Anthrax-laced munitions like the ones dropped on the monkeys remain buried at Dugway in spots considered permanently contaminated, according to maps obtained over the years by activists and journalists.

• Offense to defense

Biological weapons testing changed forever in 1969 when President Richard Nixon ordered the military and federal government to discontinue development. Nixon had been facing pressure both because of the use of the herbicide Agent Orange in Vietnam and from the thousands of sheep found dead a year earlier in Utah's Skull Valley. Dugway had been in the midst of open-air testing of the nerve gas VX. The Army has never acknowledged that the Dugway testing was responsible, but the episode gained worldwide attention.

Anthrax testing would return to Dugway again, though in the name of defense.

In January 1991, the Army said Dugway would begin testing ways to detect and counter anthrax. The Gulf War was starting, and the Army was worried Iraq would deploy anthrax.

I. Gary Resnick, the chief of the Life Sciences Division at Dugway, told members of the Citizens Advisory Committee for Dugway Testing, that a small quantity of bacillus anthracis, the bacteria that causes anthrax, would be tested in a liquid form.

At the time, Ken Buchi sat on a the advisory committee. Buchi, a physician who has a gastroenterology practice in West Jordan, said that every time the committee or doctors would raise concerns about testing, someone from Dugway would respond that widespread contamination was unlikely.

Buchi said that wasn't what he and his colleagues worried about. They worried about a worker accidentally or unknowingly being exposed to anthrax.

"People are not infallible and mistakes will happen," Buchi said in a recent interview, "and that's really never something they were willing to acknowledge or prepare for."

• Letters in the mail

Anthrax returned to the public consciousness on Sept. 18, 2001.

That day, letters containing anthrax began arriving at the offices of U.S. senators and news outlets. The attacks killed five people and injured 17 others. A massive federal investigation began and the task force looked at whether the anthrax could have come from Dugway.

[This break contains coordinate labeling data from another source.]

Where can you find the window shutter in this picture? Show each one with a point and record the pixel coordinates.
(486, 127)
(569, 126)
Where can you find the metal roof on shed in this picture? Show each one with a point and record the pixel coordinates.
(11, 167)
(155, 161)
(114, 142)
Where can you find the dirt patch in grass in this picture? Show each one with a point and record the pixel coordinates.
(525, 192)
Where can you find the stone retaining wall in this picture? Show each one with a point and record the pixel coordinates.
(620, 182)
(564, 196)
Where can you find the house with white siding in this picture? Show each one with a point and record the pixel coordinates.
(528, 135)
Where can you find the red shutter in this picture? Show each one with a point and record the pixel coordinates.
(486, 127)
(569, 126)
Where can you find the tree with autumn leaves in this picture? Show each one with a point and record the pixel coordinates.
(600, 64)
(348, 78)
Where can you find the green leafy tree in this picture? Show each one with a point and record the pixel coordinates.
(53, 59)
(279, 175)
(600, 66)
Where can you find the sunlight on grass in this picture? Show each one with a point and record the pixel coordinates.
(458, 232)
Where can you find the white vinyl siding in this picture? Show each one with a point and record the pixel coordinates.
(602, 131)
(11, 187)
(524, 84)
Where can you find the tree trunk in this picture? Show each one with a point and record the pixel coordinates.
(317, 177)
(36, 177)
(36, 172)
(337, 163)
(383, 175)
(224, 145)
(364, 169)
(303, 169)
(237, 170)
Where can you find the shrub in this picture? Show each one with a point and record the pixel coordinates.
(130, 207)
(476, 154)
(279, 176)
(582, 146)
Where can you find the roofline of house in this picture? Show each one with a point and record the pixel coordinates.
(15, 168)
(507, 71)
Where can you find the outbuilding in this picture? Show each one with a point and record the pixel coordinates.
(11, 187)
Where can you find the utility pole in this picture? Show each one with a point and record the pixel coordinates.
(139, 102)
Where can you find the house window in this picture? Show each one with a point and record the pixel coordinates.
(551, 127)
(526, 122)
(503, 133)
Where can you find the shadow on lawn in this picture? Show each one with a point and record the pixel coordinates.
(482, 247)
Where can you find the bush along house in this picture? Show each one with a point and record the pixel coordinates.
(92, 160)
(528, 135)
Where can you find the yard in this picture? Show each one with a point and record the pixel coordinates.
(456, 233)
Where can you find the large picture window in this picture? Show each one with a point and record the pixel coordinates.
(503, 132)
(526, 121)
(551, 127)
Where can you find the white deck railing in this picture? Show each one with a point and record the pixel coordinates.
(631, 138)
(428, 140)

In December 2001, the Baltimore Sun was the first to report that Dugway had been making weapons grade anthrax for use in some detection and decontamination experiments. Dugway staff members were eventually ruled out as suspects, though the FBI did find discrepancies in shipping records between Dugway and the Army lab at Fort Detrick, Md. Records from the investigation make clear that the two labs sometimes lost track of the quantities of anthrax shipped.

The FBI has officially blamed former Fort Detrick anthrax scientist Bruce E. Ivins for the anthrax attack, saying he used a variant called the Ames strain that Dugway grew for him. Ivins committed suicide in 2008, shortly before the FBI announced its conclusion.

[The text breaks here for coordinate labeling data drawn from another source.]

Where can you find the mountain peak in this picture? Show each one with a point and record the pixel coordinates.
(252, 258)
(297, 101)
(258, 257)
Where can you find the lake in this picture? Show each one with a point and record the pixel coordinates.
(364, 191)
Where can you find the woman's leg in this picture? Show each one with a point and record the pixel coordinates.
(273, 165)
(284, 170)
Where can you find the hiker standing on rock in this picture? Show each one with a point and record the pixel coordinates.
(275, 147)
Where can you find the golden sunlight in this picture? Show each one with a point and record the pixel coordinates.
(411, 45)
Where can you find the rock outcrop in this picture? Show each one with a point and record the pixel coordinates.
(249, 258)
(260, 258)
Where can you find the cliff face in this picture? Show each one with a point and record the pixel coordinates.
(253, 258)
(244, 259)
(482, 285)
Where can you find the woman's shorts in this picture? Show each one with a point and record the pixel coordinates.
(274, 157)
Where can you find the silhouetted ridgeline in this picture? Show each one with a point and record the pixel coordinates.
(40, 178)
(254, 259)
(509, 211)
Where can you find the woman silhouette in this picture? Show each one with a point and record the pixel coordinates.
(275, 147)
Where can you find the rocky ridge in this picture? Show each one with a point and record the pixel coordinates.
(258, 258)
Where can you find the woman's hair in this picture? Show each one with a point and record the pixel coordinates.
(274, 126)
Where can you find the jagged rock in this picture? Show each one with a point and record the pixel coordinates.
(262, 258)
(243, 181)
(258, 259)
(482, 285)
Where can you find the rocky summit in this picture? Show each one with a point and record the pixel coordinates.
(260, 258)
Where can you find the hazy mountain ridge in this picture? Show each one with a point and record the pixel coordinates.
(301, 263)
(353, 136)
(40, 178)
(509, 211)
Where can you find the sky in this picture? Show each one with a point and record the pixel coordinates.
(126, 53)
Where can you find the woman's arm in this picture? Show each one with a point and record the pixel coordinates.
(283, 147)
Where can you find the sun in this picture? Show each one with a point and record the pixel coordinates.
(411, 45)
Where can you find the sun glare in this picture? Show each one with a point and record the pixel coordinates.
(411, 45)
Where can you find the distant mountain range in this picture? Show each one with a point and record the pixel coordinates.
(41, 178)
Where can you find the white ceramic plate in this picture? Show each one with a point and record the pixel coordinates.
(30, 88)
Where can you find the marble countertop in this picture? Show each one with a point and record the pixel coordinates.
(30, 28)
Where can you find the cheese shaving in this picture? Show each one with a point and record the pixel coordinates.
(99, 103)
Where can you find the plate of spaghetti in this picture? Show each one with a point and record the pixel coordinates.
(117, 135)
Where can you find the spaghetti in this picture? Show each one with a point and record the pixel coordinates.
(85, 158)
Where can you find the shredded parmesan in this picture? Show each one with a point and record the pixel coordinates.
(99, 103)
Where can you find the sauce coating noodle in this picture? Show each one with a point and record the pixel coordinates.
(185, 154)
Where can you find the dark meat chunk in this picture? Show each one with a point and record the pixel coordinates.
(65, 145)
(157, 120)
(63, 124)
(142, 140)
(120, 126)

An investigation published in 2011 by news outlets Pro Publica, Frontline and McClatchy raised questions about the case against Ivins, though, quoting colleagues as saying Ivins didn't have the means to dry the liquid anthrax he received from Dugway and pointing out that the FBI wasn't able to prove Ivins mailed the letters from a mailbox near Princeton, N.J.

To King, the 2001 attacks and the most-recent errors with anthrax show the problems with what he calls the proliferation of biological weapon research. Too many people at too many laboratories have access to materials and technology, King said.

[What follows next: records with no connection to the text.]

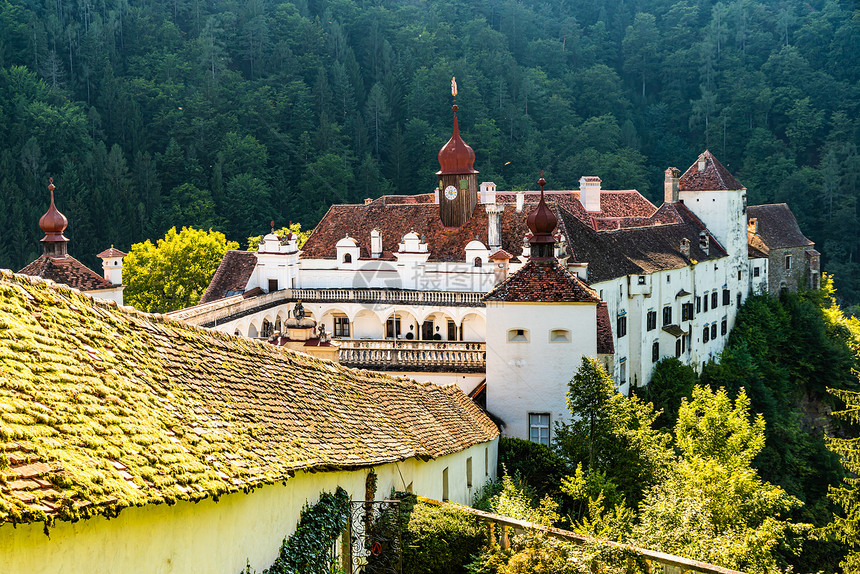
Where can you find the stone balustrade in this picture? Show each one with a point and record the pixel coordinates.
(400, 355)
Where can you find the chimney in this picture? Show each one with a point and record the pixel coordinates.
(704, 242)
(670, 185)
(494, 225)
(500, 265)
(488, 192)
(589, 192)
(375, 243)
(752, 225)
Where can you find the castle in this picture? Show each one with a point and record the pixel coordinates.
(402, 282)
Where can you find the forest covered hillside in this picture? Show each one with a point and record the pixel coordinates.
(227, 114)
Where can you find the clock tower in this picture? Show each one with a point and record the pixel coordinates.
(458, 180)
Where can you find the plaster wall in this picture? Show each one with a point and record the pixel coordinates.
(532, 376)
(219, 537)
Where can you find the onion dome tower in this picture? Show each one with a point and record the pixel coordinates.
(458, 180)
(542, 222)
(54, 223)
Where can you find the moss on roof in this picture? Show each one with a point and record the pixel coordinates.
(103, 408)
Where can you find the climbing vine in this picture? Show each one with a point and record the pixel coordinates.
(308, 550)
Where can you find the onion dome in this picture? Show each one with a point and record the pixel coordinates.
(542, 222)
(53, 223)
(456, 157)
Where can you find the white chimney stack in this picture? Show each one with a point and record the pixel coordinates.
(375, 244)
(589, 192)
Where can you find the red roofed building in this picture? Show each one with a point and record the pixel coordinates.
(57, 265)
(400, 281)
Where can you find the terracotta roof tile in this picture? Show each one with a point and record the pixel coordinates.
(777, 227)
(104, 408)
(232, 275)
(68, 271)
(543, 281)
(714, 177)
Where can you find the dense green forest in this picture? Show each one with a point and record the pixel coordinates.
(155, 113)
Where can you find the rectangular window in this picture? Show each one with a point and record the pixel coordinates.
(621, 326)
(651, 321)
(469, 472)
(341, 327)
(539, 428)
(687, 312)
(392, 327)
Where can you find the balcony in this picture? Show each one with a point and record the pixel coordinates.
(424, 356)
(394, 296)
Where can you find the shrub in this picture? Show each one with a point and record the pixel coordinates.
(439, 539)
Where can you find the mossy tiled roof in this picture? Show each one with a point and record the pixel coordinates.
(103, 408)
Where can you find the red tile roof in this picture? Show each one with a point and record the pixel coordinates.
(714, 177)
(543, 281)
(777, 227)
(232, 275)
(68, 271)
(107, 408)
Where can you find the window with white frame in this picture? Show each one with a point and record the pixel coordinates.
(539, 428)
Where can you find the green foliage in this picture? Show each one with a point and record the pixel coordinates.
(174, 273)
(671, 382)
(847, 495)
(310, 103)
(537, 465)
(612, 434)
(294, 228)
(712, 506)
(308, 549)
(439, 539)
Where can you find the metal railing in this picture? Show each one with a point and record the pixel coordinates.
(400, 355)
(505, 526)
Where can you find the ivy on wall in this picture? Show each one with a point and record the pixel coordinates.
(308, 550)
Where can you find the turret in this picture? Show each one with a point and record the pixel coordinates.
(458, 180)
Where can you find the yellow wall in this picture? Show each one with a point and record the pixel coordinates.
(210, 537)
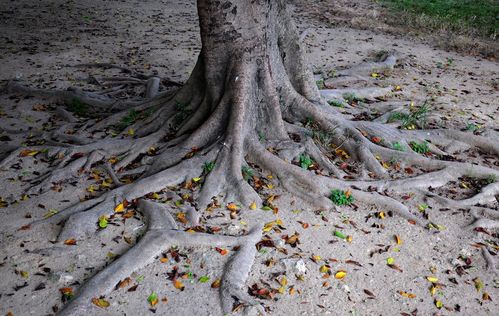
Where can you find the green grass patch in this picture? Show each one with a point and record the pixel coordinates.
(478, 17)
(305, 161)
(340, 197)
(416, 117)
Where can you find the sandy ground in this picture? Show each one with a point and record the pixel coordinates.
(42, 38)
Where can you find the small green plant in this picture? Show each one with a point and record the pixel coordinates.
(340, 197)
(323, 138)
(351, 97)
(320, 84)
(305, 161)
(131, 117)
(261, 136)
(336, 103)
(416, 117)
(208, 166)
(77, 107)
(398, 146)
(491, 178)
(472, 127)
(247, 172)
(182, 113)
(420, 148)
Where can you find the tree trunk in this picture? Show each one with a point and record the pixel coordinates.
(251, 97)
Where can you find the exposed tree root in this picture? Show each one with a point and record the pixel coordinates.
(162, 232)
(250, 108)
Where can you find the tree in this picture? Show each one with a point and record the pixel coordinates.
(250, 99)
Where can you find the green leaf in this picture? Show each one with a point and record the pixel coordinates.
(103, 222)
(152, 298)
(339, 234)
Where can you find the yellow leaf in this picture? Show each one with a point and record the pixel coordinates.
(100, 302)
(406, 294)
(284, 281)
(340, 275)
(439, 304)
(433, 290)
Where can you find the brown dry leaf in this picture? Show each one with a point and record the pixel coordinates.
(179, 285)
(340, 275)
(353, 262)
(369, 293)
(70, 242)
(395, 267)
(222, 251)
(100, 302)
(124, 283)
(406, 294)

"I honestly believe our own biodefense research is a greater threat than some operative from Al-Qaeda in the mountains of Afghanistan producing it from scratch," King said.

Utahn Steve Erickson, a longtime observer of military testing and activist with the Citizens Education Project, said anthrax testing in Utah appears to be "dancing on the edge of the line between offense and defense."

The Army may be testing detection and response devices, but it also is learning how to effectively deploy anthrax, Erickson said.

Erickson hopes that in this latest anthrax scandal, Dugway and the Army are forthcoming about what went wrong.

"It's hard to get any information because there's very little oversight," Erickson said.